Se la crisi è dell’offerta – e dunque l’America deve accettare di incidere in profondità, come sta facendo a spese del contribuente, i suoi tre giganti malati – è pur vero che nessuno è in grado di dire davvero oggi quali saranno le modifiche “strutturali” della domanda, una volta che si esca dal puro terrore ribassista in materia di redditi disponibili dei consumatori. Su questo capitolo gravano molti equivoci, quanto a lettura della futura domanda di veicoli nel mercato Usa, come negli altri avanzati. Solo degli sciocchi possono credere che la 500 si venda a centinaia di migliaia di unità nell’America profonda o nel Nordovest (idem dicasi per le Alfa, al di là di qualche migliaio per amatori). Una delle tre condizioni sottoscritte da Marchionne come test del successo verificabile in progressione, per consentire a Torino di giungere domani al controllo industriale di Chrysler (quello di fatto, resterà per chissà quanto ai sindacati, che oggi ragionano, ma un domani che la domanda riparta, auguri) è di produrre entro il 2012 una vettura che faccia 40 miglia a gallone, 16,5 km a litro. Si può fare benissimo, già oggi qui in Europa siamo pieni di auto che consumano meno. Ma il punto è che quella da produrre in Chrysler dovrà essere una vettura “americana e per gli americani” a tutti gli effetti, non una 500 superfetata. E quanto a Daimler e BMW, saranno le loro berline di lusso a continuare ad attirare volumi crescenti di ricchi russi e cinesi, così come VW è il gruppo che meglio in questi anni ha saputo giocare a livello mondiale la complementarietà di ben 7 marchi diversi.
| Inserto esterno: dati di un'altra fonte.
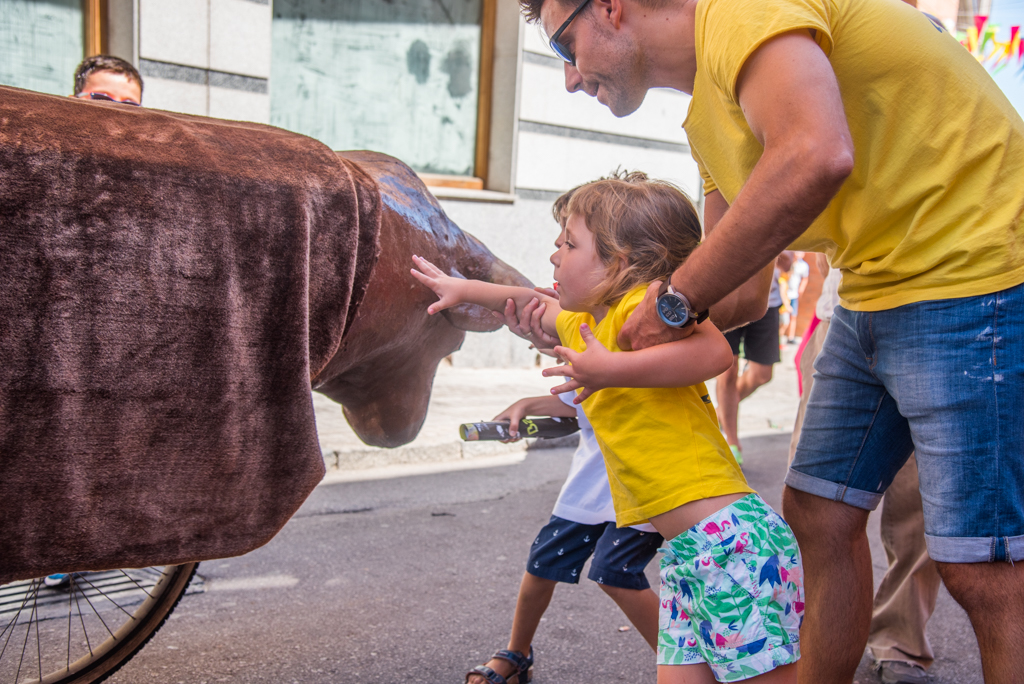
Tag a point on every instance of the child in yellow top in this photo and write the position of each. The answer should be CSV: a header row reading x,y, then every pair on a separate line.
x,y
667,460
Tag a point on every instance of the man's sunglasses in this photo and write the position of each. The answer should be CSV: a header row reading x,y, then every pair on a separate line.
x,y
560,48
104,97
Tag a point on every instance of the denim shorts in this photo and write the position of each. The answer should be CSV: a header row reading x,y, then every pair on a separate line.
x,y
945,379
621,554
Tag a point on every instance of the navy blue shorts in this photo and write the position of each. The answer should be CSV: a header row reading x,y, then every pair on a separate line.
x,y
620,554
Marchionne lo sa benissimo. E del resto all’accordo c’è potuto arrivare proprio perché era l’unico capoazienda dell’auto al mondo più canadese e americano che del proprio Paese d’origine, e insieme perché la nazione su cui insiste Fiat è, paradossalmente, la meno “ingombrante” agli occhi Usa rispetto alla tetragona Germania o all’infida ma velleitaria Francia. La relativa debolezza dell’Italia ha aiutato il deal, invece di ostacolarlo. Oltre alla memoria del terribile errore compiuto da Gm pagando 2 miliardi per non esercitare l’opzione su Torino negoziata da Fresco.
Marchionne se ne sarebbe andato, se non fosse scoppiata la crisi che gli ha prima impedito di lasciare Torino per UBS, e poi sempre la crisi non gli avesse fatto balenare quella che oggettivamente è l’occasione della vita. Per gli eredi Agnelli, in termini machiavellici è una fortuna assai superiore alla virtù. Una fortuna da alimentare con preghiere incessanti a Numi dell’Olimpo, e con la necessità di iniziare rapidamente a pensare a nuovi mezzi finanziari per il balzo mondiale, ben superiori al miliardo di euro che Exor ha in cassa, e che del resto non intende convogliare nell’auto. Senza adeguate risorse per crescere, si rischia di ripetere l’errore dei successori di Caracalla. Si affidarono solo all’alea delle legioni, e furono 70 anni di terribile anarchia, fino a Diocleziano.